Apparently, no one likes the name “Akshat” in family, so here after a week’s brainwork and deciding I’m not creative enough, I’m asking you all to send in suggestions for LG for a girl and a boy. A good friend, SK made my job easier by formulating some ground rules and here they are —
- It must not be too common a name: like ‘Amit’. Your id deserves individuality and there is a sea of names to choose from.
- It must not be a name that your kid would curse you for: This is complementary to rule 1> above. (‘Khug’ tops our hit list here.)
- Not too difficult to pronounce, a Indian name that is not too Americanized.
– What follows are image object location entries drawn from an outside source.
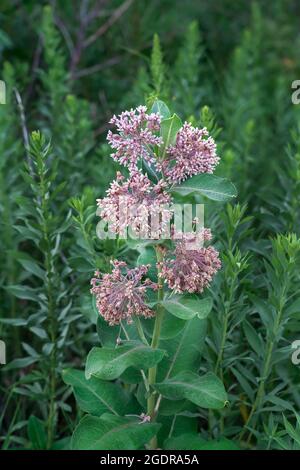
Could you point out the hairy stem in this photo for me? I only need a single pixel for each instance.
(154, 344)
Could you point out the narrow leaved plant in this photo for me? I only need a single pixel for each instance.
(143, 382)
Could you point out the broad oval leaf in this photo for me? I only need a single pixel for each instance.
(211, 186)
(169, 129)
(161, 108)
(187, 307)
(112, 433)
(95, 396)
(206, 391)
(110, 363)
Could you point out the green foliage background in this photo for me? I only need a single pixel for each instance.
(68, 66)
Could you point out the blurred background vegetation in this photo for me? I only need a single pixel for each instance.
(68, 67)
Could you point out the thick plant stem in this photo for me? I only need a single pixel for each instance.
(154, 344)
(52, 320)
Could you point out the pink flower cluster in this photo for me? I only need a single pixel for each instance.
(121, 294)
(132, 203)
(194, 152)
(190, 270)
(135, 136)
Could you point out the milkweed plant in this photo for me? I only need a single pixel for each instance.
(152, 306)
No ‘ksh’. ‘Lakshmi’ always becomes ‘Lashhhhmi’
- It must not be too long: He/she will have a lot of forms to type/write out in his/her life. Please spare the kid the trouble.
- It should be a name that can be naturally (phonetically-speaking) abbreviated: (‘Adi’ instead of ‘Aditya’, for instance). Since you will be screaming after your kid all the way to his/her adult life, the abbreviated name comes in handy. Else, you will have to cook up some other pet name like ‘Pappu’, ‘Bunty’, ‘Happy’…
- It must have a nice and uncomplicated meaning to it: If one has to explain the meaning of the name to someone (Indian or otherwise), one shouldn’t have to begin narrating a mythological tale that lasts a fortnight.
- It should not be from Maneka Gandhi’s ‘Book of Hindu Names’: Why? Refer to point 6> above.
- It must not be a composite name, formed by performing complex String operations on the names of the parents: (‘Raveena’ = Ravi + Veena; Siya = Seema + Ashish). Again, your kid deserves individuality.
- It should not be a name that has an almost patented regional overtone: [‘Miral’ / ‘Hetal’: patently Gujarati; ‘Mrinmayee’: patently Maharashtrian; ‘Vaijayanthi’: patently Tamil; ‘Asamanya’ / ‘Bibhuti’: patently Bengali/Orissi], although some such names do sound really nice and exotic, if you ask me.
- It should not be a name that’s already in the family: Individuality again.(You have already decided on this; so, that’s good.)
- It should not be a name that sounds as if you are trying to clear your throat.
If nothing works, then there’s always these to choose from - Lil General, Polu, Bozo, Yuko and Buco Kidoo.”